For instance, earlier this year, one of Sweden’s national pension funds, Första AP-fonden (AP1), exited the nuclear weapons, tobacco, coal, and oil sands industries, following the introduction of new investment guidelines. The new guidelines state that the fund should contribute to sustainable development by managing money in an “exemplary” manner. Meanwhile, in Norway, the Norwegian Ministry of Finance recently completed the disposal of 17 companies that produce tobacco from the Government Pension Fund Global (GPFG).

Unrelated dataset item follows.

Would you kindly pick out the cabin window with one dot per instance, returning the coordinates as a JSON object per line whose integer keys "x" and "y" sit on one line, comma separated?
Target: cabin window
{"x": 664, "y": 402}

In the Netherlands, ABP, the pension fund for government and education employees, recently divested €4 billion worth of holdings in nuclear arms manufacturers and tobacco producers, as these investments no longer match the fund’s objective to invest sustainably and responsibly. Pensioenfonds Detailhandel, the pension fund for the Dutch retail sector, also recently divested nearly a third of its portfolio in order to refocus its investments on climate goals, human rights issues, and labour conditions.
In France, ERAFP, the pension fund for the country’s civil servants, has applied a socially responsible investment (SRI) policy since its inception in 2005.
So clearly, in Europe, sustainable investing has become very important to major fund groups.